Review extraction service

After you have confirmed that the documents you want to extract content from are standard forms, you can then plan the type of standard forms extraction service that fits your requirement.

The following technologies are available for processing standard forms:

IQ Bot extraction service

This is a template based extraction service that uses OCR and heuristics to extract content from standard forms. You have to train one template per standard form.

Guidelines for using IQ Bot extraction service
  • Documents are of good quality (300 dpi)
  • Document content is not very dense
  • Input documents do not have any handwritten copies (limited support)
  • Signatures are currently not supported
  • Contains simple table layout (span within a page) with clear header, table boundaries, and so on
  • Does not contain any tables or content that have checkboxes (limited support)
  • Does not have any repeated sections (limited support)
Benefits of IQ Bot extraction service
  • An integrated and simple out-of-the-box setup
  • Various OCR engines to increase accuracy of extraction
  • Complex layouts (repeated sections, continuous tables etc) can be extracted for specific cases (needs testing)
  • Only requires IQ Bot license

Microsoft Azure Form Recognizer service

Third party technology, that provides custom built Artificial Intelligence (AI) models to extract content from standard forms. You can create custom models where documents can be labelled and trained.

Guidelines for using Microsoft Azure Forms Recognizer service

  • Input documents:
    • can be dense (contain lot of details and information) and have a reasonable quality (>200 dpi)
    • can contain checkboxes and radio buttons
    • can have handwritten content
    • can contain signatures
    • can contain tables

      The input documents can also contain tables that span over a single page.
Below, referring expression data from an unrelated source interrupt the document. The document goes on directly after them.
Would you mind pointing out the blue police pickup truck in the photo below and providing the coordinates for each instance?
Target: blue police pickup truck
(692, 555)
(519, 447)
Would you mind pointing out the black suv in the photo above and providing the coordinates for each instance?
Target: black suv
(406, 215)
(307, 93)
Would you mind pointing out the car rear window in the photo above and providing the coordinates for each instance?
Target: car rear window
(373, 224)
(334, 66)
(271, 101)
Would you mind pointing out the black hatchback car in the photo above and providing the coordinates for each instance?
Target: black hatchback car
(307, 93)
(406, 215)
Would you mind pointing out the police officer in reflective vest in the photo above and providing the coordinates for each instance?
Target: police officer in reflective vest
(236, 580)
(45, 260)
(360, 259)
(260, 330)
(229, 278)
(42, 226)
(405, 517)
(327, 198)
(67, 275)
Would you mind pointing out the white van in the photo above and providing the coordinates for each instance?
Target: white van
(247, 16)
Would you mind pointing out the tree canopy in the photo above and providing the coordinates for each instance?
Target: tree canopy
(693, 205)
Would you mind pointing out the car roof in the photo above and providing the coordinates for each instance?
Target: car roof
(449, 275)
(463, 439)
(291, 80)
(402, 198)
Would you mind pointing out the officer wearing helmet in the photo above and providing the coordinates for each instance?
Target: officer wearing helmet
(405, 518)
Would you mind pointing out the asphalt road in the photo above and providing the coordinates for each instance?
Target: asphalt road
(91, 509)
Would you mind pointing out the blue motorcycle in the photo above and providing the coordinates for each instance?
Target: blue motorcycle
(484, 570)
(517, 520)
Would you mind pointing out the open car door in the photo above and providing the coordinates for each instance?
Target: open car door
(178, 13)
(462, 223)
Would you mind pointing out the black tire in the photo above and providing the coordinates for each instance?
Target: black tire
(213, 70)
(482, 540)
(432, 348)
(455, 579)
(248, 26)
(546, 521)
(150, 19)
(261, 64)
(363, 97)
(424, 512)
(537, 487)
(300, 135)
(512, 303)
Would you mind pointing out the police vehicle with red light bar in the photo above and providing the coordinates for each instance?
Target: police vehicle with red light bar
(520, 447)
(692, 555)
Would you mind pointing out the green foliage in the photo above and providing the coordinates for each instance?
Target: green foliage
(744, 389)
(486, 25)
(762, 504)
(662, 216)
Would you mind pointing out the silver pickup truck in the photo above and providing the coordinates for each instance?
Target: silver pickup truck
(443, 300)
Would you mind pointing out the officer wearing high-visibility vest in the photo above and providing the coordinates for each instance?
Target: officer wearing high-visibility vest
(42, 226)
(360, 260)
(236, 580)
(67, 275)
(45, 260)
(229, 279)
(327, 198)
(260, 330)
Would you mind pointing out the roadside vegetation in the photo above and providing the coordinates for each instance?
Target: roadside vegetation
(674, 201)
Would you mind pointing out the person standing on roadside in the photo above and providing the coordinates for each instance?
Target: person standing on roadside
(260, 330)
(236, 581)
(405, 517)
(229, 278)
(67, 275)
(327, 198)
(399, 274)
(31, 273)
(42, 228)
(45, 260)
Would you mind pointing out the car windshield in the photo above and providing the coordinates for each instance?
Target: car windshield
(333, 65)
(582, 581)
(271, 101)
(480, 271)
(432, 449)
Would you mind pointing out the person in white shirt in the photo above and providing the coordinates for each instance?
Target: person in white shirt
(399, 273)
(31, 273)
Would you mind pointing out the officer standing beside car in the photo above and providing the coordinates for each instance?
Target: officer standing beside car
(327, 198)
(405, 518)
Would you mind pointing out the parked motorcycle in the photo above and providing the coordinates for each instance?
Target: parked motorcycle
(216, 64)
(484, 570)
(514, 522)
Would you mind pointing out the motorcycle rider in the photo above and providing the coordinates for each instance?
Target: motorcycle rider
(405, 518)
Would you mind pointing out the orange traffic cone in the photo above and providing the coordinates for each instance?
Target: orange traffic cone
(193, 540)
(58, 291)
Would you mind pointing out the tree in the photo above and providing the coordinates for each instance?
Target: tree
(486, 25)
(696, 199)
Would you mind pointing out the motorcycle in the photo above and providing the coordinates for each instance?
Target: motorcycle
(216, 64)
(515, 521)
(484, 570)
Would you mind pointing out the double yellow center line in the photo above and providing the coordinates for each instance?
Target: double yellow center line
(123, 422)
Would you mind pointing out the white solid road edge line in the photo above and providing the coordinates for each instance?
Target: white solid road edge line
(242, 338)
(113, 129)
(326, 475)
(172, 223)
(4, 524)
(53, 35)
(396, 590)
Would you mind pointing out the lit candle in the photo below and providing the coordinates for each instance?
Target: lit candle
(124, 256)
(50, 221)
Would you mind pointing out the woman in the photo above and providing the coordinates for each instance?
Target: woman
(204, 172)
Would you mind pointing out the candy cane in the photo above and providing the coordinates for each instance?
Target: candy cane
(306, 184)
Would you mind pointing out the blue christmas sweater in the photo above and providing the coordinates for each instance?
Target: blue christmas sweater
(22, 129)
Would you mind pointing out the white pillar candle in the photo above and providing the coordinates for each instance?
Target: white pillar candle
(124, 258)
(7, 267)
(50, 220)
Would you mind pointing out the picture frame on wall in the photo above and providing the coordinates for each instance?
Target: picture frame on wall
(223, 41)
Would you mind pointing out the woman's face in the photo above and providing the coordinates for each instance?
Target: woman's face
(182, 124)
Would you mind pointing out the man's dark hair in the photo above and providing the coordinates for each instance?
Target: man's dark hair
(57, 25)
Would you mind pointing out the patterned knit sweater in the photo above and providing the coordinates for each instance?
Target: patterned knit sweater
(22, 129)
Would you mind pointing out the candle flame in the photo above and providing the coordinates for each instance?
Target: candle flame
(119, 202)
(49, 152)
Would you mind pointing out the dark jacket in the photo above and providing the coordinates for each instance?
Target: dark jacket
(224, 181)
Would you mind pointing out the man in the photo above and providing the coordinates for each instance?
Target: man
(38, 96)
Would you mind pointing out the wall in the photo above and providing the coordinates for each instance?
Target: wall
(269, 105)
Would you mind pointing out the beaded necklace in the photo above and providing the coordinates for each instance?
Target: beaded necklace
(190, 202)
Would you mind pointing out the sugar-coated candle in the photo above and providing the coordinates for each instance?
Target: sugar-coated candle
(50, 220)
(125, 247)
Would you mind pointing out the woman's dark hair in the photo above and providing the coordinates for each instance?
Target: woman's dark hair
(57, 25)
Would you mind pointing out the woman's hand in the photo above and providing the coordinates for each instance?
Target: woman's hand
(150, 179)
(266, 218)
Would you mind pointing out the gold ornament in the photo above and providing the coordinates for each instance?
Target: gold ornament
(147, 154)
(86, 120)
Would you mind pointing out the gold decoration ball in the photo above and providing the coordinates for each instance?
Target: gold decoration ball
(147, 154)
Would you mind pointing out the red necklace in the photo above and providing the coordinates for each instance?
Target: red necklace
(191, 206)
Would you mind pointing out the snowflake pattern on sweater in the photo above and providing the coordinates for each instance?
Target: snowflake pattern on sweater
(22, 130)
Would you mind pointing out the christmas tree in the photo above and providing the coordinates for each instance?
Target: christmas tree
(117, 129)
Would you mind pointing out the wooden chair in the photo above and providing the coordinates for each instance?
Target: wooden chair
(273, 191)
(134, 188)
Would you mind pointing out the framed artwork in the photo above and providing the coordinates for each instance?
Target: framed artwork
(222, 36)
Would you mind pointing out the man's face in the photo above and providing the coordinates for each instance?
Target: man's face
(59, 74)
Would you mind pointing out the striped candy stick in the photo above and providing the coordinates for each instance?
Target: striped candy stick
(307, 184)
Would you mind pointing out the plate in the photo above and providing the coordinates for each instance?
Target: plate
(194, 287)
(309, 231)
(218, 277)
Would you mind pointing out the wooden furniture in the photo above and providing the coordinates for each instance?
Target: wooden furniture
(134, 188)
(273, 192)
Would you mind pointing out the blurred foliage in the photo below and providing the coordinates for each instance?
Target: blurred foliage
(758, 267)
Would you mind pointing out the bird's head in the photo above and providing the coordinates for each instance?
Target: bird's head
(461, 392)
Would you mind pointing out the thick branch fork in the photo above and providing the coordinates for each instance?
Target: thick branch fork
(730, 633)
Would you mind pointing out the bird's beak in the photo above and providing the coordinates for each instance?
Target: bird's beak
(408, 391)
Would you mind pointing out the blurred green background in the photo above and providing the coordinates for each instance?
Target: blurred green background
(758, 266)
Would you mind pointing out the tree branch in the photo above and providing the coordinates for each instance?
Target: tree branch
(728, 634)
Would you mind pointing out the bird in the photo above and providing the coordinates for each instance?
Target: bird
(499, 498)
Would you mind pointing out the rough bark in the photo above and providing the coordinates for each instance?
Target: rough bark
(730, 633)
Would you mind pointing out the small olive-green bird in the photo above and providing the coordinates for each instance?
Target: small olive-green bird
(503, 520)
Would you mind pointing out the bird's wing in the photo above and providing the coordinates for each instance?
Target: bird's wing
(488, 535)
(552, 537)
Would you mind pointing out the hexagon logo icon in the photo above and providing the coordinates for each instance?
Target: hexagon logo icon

However, if the standard forms contain table that span across multiple pages, the content extraction can fail.

  • None of the sections in the input documents are not repeated
  • Documents that contain transpose tables

Benefits of Microsoft Azure Forms Recognizer service

  • Diverse standard form type documents can be processed
  • Auto detection feature can identify different types of tables such as header-less table, inverted tables, and so on
  • Good support for handwritten forms